「しんぶん赤旗」2015/10/21
長崎・石木ダム建設が問うもの
住民追い出し生存権・人権侵す
遠藤 保男

 長崎県と佐世保市が川棚町の川棚川支流石木川に石木ダム建設を進めています。計画が持ち上がったのは1962年。水没予定地には現在、13世帯が50年来、「ここに住み続けたい」「必要性のないダムに生活の場を明け渡すことは拒否します」と主張して生活を続けています。



体張って地域と
自然を守り抜く


 長崎県はダム事業の既成事実化をはかるために、付け替え道路工事を試みていますが、13世帯と支援者は今年の5月から毎日、「説明が先だ。工事は止めろ」と工事現場前などで座り込みの阻止行動を続けています。体を張って、地域社会と自然を守り抜いています。その原動力は自分たちの居住地への愛着であることを13世帯が教えてくれます。

 ダム計画は「治水・利水」を掲げています。しかしこれまでの洪水は、河川改修が進んだので石木ダムなしで防げると県自身が認めています。佐世保市の上水道用水は今でも十分あり、建設の必要性はありません。

 2009年の民主党への政権交代までは長崎県と佐世保市は13世帯の皆さんの堅い団結には手を出せずにいました。

 「コンクリートから人へ」を合言葉にした政権交代で、ダム事業の総点検が始まることになりました。当初は各事業計画について、必要性からしっかりと見直すものと思われていました。「石木ダムは佐世保市の水事情が改善されているし、治水目的もほぼ達成されているので不要」という結果が出るのを私自身も期待しました。一方、ダム建設に固執する長崎県と佐世保市は同年11月、国に事業認定を申請するほど危機感を募らせていました。

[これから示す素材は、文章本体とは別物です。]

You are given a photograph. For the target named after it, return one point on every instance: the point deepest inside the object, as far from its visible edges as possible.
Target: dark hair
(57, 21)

 ところが総点検の結果は惨めなものでした。点検方式は必要性の見直しを軽んじて、「残事業費重視」とすることで「従来のダム計画が最も安上がり」という結論を誘導する仕組みになっていたため、石木ダムも「ダム事業推進」という結果になってしまいました。それを受け、事業認定審査業務が加速し、2013年9月6日に事業認定されました。

公共事業の是非
居住者の決定で


 事業認定されても13世帯はひるむことなく反対を貫いています。長崎県と佐世保市は13世帯排除の途をまっしぐらに走り、今年の8月24日には農地4件を収用。このままでは、13世帯の住居が取り壊されてしまいます。何としても阻止しなければなりません。

 水事情の改善にもかかわらず佐世保市の朝長市長は、約20年の大渇水を持ちだして「石木ダム必要」を説いています。長崎県は「河道の整備が進んだので、戦後のすべての洪水が再来しても氾濫しない」といいながら、「100年に1度の大洪水対応を目指す」と根拠のない数値を掲げて建設の立場をむき出しにしています。仮にそのような洪水が来たとしても、県の計画通りに河道が整備されると氾濫せずに流下します。

 必要性のないダムのために住んでいる人を追い出す。これは憲法が保障する生存権や基本的人権の侵害です。行政の身勝手を通させてはいけません。

 住民の理解・合意を得られぬままに強行する事態は石木ダムだけではありません。全国の多くのダム建設事業、国営諫早湾干拓事業、米軍基地のための沖縄・辺野古の埋め立て…。急務なのは「公共事業は住民が決める」システムの構築です。石木ダム建設阻止のたたかいがその象徴といえるでしょう。